L 1015 (remploi des parchemins de la Chambre des Comptes durant la Révolution), lettres des 3 ventôse an II (21 février 1794) et 1er pluviôse an VI (20 janvier 1798)
Caisses de livraison de vieux parchemins à Toulon (1794-1798)
Resté semble-t-il lettre morte, ou peu s'en faut, le décret du 5 janvier 1793 devient d'application urgente après l'affaire de Toulon.
C'est ainsi que l'Administration du département écrit, le 3 ventôse an II (21 février 1794), à Fornier, chef du bureau des approvisionnements de la Marine au port de la Montagne (Toulon), pour lui dire que des commissionnaires lui apporteront « la quantité de onze tonneaux contenant des vieux parchemins provenant de la ci-devant chambre des comptes de Dijon. Ces tonneaux doivent arriver au Port de la Montagne le 22 ventôse présent mois »1.
La même opération est annoncée bien plus tard, le 1er pluviôse an VI, par l'administration départementale de la Côte-d'Or au ministre de la marine et des Colonies : « En exécution de votre lettre du 20 fructidor dernier nous avons fait procéder à l'examen de vérification des feuilles de parchemin provenant de la ci-devant chambre des comptes de Dijon et propres à faire des gargousses : cette opération est terminée. Les parchemins qu'on peut employer à la destination que vous leur réservez sont dans une tonne et un tonneau du poids de 648 livres et nous attendons vos ordres pour en disposer. »
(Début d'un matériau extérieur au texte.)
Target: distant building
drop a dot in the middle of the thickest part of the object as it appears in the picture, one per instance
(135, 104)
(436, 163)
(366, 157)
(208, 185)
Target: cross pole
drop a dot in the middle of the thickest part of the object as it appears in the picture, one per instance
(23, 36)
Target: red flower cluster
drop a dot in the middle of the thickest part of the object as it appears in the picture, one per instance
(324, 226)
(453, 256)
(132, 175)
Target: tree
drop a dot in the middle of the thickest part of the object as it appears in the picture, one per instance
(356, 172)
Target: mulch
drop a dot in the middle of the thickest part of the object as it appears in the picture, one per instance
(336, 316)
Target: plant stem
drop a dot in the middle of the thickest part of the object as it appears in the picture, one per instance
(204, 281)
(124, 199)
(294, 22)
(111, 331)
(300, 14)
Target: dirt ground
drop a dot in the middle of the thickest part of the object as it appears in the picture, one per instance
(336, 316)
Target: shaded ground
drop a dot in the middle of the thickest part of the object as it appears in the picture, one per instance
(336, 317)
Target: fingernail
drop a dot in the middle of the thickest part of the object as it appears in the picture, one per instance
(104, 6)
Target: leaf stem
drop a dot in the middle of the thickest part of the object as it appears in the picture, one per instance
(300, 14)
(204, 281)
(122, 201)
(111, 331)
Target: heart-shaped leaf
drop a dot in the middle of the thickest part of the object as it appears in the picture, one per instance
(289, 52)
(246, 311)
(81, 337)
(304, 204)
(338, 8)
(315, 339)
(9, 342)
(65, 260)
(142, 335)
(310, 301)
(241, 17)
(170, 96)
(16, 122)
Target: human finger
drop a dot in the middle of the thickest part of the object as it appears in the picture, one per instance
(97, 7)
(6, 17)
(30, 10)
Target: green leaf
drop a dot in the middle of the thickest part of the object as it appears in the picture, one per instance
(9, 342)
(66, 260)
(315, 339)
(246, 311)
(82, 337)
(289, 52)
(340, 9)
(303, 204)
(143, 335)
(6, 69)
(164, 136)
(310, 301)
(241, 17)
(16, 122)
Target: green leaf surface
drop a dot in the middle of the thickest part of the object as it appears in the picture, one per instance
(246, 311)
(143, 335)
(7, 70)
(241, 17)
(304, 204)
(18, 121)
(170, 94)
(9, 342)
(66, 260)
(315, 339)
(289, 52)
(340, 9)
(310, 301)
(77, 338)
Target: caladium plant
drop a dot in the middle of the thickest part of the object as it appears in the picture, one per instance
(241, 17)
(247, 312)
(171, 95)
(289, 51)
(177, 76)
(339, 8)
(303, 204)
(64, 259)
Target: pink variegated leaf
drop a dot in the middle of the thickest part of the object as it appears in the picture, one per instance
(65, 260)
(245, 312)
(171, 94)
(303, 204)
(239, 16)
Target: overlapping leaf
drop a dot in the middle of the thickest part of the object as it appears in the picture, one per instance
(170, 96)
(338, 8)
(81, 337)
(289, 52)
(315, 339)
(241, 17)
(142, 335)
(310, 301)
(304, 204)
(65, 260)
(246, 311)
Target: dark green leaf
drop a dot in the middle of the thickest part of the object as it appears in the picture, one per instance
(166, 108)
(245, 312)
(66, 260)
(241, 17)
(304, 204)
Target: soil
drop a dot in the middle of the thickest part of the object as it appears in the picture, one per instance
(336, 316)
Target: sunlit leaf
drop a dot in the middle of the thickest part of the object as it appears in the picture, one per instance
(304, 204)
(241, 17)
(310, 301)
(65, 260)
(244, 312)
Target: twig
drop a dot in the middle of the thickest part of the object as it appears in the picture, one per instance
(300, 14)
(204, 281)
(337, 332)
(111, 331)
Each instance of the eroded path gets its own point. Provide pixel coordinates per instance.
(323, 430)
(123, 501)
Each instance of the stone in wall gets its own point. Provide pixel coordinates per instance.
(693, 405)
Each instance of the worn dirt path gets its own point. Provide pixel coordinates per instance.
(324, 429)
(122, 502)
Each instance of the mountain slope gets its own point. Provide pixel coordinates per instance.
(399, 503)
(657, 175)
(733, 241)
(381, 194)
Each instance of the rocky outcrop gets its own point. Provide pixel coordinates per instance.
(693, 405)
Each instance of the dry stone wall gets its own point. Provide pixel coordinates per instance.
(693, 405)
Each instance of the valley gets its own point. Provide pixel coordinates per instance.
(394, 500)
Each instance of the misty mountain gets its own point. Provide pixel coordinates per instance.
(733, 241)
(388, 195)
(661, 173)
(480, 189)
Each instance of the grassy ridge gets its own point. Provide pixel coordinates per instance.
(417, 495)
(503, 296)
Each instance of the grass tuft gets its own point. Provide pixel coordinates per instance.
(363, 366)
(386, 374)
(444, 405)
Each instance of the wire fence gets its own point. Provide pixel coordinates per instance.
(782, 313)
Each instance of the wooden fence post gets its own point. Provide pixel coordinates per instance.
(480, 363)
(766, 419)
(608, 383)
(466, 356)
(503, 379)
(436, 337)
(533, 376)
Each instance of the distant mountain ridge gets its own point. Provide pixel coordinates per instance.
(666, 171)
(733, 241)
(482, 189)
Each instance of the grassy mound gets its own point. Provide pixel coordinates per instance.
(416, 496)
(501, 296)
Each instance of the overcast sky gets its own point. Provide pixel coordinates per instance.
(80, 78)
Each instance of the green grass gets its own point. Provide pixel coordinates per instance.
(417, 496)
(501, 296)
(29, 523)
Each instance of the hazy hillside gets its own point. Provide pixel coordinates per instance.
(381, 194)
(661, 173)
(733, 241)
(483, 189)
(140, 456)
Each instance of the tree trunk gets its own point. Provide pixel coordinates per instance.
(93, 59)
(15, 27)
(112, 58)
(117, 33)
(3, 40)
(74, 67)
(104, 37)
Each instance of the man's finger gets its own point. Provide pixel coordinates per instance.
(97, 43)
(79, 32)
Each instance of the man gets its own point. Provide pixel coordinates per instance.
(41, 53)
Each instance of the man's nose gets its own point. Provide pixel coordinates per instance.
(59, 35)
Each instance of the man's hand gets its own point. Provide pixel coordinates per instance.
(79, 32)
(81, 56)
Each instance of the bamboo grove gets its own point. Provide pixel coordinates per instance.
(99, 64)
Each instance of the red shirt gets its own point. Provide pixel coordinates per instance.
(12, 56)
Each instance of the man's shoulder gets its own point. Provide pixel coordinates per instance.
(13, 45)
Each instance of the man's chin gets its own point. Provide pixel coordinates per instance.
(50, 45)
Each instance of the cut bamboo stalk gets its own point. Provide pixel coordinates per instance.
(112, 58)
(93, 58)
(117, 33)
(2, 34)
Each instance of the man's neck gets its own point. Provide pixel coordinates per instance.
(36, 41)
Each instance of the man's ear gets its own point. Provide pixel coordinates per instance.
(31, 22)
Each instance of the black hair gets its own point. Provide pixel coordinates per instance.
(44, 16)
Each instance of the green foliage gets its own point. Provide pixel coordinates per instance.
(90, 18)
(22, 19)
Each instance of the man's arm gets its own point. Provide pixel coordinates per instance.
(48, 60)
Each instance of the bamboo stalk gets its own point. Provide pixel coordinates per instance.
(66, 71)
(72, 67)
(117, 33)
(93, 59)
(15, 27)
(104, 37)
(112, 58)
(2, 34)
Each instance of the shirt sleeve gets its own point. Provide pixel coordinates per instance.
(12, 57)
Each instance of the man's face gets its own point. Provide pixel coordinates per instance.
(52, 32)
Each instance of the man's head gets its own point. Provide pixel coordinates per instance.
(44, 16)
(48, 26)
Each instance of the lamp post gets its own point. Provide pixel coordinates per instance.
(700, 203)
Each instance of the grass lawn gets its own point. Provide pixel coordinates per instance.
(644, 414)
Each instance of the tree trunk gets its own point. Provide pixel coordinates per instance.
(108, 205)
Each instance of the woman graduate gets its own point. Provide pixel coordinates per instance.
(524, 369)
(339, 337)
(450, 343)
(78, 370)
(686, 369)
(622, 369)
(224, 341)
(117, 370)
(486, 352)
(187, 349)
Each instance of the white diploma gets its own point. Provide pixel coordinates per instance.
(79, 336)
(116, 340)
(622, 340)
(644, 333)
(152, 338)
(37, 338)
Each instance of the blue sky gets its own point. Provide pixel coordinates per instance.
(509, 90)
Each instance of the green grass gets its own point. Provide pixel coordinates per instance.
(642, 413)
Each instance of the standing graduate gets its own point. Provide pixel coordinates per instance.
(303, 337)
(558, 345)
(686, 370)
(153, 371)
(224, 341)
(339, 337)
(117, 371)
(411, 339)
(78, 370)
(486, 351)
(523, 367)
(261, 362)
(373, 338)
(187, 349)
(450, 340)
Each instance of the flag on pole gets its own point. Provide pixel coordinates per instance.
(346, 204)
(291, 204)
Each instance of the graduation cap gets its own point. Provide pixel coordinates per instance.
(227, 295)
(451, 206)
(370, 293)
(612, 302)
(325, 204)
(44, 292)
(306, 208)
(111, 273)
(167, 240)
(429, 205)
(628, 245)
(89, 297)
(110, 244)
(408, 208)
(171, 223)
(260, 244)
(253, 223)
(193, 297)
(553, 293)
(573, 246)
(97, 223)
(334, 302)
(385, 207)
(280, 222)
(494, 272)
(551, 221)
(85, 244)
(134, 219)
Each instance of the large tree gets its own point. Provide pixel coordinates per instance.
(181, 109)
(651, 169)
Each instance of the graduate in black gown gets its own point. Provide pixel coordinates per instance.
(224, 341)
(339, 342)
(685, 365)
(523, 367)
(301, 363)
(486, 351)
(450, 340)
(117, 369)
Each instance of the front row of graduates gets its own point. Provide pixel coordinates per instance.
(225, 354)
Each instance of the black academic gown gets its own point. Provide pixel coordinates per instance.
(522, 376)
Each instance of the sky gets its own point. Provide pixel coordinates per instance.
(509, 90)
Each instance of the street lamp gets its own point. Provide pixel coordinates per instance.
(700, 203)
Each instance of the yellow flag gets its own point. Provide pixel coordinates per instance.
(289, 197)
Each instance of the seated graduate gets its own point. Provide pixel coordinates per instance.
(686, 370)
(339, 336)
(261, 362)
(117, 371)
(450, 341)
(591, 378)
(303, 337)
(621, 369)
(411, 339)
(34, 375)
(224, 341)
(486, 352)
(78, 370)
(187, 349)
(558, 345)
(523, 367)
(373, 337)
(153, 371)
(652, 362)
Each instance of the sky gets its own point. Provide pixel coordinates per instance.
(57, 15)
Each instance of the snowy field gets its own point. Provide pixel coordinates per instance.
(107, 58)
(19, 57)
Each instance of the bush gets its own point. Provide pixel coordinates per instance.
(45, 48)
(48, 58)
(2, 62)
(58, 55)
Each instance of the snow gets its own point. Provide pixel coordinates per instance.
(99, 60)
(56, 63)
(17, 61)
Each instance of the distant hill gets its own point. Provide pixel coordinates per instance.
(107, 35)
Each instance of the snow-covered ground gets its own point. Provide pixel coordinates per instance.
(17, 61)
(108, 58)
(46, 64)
La série B, dont les archives de la Chambre des Comptes sont le fleuron, eût probablement été encore plus importante sans ces opérations de « réutilisation », dont il n'est d'ailleurs pas certain, en définitive, qu'elles aient toutes été mises en œuvre.
Quoiqu'il en soit, le tonneau comme mode de transport d'archives est attesté en Bourgogne au moins entre le XVe siècle et la Révolution. Solide, transportable, le tonneau met son contenant à l'abri des chocs et de l'eau. L'abbé Grégoire oubliait qu'en Bourgogne, tout ce qui compte est mis en fût...
L 1015 (remploi des parchemins de la Chambre des Comptes durant la Révolution), lettres des 3 ventôse an II (21 février 1794) et 1er pluviôse an VI (20 janvier 1798)
1 Une circulaire du 8 prairial an II (27 mai 1794) précise les dimensions nécessaires de la feuille de parchemin (qui doit être « sans trou ») en fonction des calibres (qui vont de 4 à 36).